Despite a furious bid by the City of Toronto to get the Canadian Soccer Association’s new stadium at Exhibition Place, it seems to be firmly stuck as the second choice, reported The Toronto Sun July 19. The first choice is Downsview Park, sources said Monday. The federally owned site is considered in the heart of the city’s soccer community and in the centre of the Greater Toronto Area, two huge selling points, sources in Ottawa said. A stadium in the park could also help the drive to build infrastructure in the area – specifically the York University subway extension, the source said.

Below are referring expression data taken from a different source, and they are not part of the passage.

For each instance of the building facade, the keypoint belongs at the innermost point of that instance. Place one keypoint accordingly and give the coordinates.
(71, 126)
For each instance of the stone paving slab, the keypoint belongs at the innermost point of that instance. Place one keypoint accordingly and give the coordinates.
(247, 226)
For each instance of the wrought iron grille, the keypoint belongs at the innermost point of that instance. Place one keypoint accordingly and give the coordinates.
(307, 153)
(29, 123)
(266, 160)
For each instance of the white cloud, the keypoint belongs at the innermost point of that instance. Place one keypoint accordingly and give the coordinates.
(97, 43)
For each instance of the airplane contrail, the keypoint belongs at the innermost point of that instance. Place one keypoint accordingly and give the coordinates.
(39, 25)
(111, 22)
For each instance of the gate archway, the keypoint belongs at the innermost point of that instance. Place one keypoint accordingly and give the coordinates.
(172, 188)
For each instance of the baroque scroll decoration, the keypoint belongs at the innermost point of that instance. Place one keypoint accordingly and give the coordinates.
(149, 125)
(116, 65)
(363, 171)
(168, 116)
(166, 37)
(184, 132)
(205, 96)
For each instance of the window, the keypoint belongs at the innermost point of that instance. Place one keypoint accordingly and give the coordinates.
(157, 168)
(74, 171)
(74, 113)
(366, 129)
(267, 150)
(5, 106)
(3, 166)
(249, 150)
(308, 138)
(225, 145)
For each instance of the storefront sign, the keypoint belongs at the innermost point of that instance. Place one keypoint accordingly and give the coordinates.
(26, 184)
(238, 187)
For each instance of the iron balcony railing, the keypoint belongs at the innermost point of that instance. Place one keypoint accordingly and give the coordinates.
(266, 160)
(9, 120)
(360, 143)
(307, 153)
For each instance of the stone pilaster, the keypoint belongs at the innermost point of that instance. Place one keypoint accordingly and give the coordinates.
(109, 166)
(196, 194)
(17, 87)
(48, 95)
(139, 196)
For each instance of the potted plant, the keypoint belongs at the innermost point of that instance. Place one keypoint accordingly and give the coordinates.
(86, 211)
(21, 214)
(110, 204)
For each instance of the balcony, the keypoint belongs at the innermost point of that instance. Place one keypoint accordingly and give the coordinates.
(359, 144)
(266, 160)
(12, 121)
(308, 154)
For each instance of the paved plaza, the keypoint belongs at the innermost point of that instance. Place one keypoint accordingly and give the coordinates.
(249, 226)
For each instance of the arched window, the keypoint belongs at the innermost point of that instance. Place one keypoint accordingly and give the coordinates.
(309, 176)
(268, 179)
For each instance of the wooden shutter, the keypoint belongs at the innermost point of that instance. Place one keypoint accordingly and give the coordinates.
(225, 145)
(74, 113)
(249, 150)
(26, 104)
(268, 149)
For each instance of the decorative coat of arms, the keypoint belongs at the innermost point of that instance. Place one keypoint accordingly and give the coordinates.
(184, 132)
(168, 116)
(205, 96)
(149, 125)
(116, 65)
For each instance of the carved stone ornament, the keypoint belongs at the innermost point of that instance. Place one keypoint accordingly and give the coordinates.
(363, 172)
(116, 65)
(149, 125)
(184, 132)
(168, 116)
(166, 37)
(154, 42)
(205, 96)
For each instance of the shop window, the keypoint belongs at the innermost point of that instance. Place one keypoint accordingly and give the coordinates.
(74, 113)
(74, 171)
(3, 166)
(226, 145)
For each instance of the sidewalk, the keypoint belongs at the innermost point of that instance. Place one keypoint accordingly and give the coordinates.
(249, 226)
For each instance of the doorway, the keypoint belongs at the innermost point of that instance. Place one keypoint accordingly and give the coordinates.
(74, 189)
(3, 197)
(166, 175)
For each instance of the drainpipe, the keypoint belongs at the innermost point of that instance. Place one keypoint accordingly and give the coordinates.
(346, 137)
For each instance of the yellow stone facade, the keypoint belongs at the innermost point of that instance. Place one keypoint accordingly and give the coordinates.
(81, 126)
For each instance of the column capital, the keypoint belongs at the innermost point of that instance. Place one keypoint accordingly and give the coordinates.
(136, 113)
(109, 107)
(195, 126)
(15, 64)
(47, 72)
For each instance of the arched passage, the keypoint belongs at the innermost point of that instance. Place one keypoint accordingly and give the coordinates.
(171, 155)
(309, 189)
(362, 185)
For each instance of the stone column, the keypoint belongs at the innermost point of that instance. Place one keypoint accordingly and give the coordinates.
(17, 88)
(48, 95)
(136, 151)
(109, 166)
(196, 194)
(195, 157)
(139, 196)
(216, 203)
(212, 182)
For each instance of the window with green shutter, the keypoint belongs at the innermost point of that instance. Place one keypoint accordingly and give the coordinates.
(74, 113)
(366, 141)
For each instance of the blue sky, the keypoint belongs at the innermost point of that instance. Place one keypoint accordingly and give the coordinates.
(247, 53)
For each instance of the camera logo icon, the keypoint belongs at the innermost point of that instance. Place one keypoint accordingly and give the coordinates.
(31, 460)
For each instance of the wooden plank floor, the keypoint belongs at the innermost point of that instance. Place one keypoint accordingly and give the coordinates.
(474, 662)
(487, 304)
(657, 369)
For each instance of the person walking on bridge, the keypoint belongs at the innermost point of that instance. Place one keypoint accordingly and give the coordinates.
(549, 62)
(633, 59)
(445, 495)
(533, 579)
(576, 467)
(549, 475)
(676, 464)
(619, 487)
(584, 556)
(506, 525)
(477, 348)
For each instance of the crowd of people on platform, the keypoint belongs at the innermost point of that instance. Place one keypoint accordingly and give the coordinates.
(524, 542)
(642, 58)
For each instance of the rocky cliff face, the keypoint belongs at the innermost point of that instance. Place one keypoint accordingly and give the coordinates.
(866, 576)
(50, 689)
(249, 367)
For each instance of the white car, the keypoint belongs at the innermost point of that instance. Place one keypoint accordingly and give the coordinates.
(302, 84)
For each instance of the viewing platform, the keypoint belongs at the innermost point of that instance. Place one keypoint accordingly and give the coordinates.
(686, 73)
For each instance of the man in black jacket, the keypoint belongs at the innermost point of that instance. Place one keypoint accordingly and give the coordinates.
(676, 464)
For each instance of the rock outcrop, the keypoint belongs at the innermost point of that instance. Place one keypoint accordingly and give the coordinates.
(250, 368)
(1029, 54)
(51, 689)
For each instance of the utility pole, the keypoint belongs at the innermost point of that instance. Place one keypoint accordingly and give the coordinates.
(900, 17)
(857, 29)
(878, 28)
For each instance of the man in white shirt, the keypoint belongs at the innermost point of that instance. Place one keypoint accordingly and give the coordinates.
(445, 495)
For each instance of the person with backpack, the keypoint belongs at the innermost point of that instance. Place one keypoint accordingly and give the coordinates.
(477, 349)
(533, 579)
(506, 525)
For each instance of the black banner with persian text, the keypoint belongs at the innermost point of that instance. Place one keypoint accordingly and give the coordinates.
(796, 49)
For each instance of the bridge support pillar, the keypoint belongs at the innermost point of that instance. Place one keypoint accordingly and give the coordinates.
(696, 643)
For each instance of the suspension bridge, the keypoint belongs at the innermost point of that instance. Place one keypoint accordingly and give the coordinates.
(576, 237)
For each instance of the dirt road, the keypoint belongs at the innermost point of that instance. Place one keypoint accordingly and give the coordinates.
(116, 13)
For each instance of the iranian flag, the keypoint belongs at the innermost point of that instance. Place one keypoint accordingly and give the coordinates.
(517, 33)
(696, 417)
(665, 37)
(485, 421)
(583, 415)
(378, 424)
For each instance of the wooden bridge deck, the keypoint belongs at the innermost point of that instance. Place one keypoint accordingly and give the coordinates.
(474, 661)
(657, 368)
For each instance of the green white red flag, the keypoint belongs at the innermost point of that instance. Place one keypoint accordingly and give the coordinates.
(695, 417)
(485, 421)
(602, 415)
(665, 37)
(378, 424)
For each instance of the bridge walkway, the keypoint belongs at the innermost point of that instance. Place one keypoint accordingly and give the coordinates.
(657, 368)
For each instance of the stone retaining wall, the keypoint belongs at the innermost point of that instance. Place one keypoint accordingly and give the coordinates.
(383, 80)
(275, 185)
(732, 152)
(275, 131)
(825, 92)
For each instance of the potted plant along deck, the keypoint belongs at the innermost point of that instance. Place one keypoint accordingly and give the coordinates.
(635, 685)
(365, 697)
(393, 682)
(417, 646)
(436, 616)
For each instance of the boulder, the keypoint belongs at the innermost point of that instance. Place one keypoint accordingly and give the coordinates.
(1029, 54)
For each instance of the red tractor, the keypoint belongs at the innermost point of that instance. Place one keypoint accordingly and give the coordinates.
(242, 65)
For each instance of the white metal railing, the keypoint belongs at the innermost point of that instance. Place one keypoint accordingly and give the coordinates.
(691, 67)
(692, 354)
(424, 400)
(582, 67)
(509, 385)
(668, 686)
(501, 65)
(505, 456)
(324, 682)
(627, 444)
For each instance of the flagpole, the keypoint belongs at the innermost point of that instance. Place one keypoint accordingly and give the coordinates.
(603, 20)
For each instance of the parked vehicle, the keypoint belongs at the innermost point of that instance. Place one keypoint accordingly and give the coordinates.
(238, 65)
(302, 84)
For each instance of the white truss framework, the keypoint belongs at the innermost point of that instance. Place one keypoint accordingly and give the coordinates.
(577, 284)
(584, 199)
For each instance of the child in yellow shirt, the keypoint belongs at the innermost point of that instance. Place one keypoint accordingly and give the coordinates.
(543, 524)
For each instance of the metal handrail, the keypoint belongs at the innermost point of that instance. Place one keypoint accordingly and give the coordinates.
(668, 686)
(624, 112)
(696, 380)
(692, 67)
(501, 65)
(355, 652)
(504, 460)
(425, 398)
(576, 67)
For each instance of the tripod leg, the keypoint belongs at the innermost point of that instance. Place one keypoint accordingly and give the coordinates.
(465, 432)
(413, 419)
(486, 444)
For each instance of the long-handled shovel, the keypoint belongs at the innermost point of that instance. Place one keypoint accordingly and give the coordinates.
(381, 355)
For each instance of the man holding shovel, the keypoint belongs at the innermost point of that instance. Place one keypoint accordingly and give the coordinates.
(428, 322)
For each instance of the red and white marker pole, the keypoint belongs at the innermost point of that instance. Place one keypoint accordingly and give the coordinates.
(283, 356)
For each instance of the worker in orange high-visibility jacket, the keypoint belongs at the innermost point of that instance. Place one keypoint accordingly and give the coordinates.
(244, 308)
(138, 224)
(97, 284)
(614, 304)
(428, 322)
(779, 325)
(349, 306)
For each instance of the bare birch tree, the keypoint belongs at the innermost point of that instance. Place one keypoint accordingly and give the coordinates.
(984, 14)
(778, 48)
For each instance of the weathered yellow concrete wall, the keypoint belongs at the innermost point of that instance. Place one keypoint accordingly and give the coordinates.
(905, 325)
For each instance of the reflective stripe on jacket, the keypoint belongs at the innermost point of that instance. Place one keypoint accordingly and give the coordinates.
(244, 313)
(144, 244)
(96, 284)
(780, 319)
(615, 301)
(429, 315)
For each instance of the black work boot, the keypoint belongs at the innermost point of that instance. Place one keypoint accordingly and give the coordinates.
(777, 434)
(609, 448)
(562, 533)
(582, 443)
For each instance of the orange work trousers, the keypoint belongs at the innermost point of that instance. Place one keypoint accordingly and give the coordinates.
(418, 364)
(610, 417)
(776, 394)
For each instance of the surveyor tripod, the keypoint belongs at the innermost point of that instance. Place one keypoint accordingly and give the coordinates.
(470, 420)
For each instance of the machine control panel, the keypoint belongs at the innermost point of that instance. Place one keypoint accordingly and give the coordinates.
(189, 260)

The federal government has pledged $27 million to the Canadian Soccer Association to build a new soccer stadium in Toronto in time for FIFA’s 2007 World Youth Championship. With Ottawa paying the bulk of the bill on the $50- to $75-million stadium, the federal preference could rule the day. There are still many key stumbling blocks to be tackled quickly as construction must start by year’s end. One issue is the federal infrastructure money set to fund this project can’t be given to a Crown corporation, like Downsview Park, under existing rules. Another is the lack of parking and who will pay for the operating costs.

On air

  • Sociologist Pat Armstrong, who holds the Health Services and Nursing Research Chair at York and is a member of the Canadian Health Coalition, participated in a panel discussion of the “third way” of health care introduced by Alberta Premier Ralph Klein, on “The Broad Perspective” aired on Ottawa’s CFRA-AM July 17.
  • Alison Macpherson, injury researcher and professor in York’s School of Kinesiology & Health Science, agreed with other experts on CBC Radio’s “Metro Morning” July 18 that sweltering heat is not a good excuse for not wearing a bicycle helmet and risking injury. Her comments were also aired on regional CBC Radio newscasts in an item about the push to make helmets mandatory for adult cyclists.
  • William Wicken, a history professor in York’s Faculty of Arts, discussed a pending Supreme Court ruling on a landmark case that will affect native rights in the Martimes, on CBC Radio’s “Info Morning” in Halifax July 19.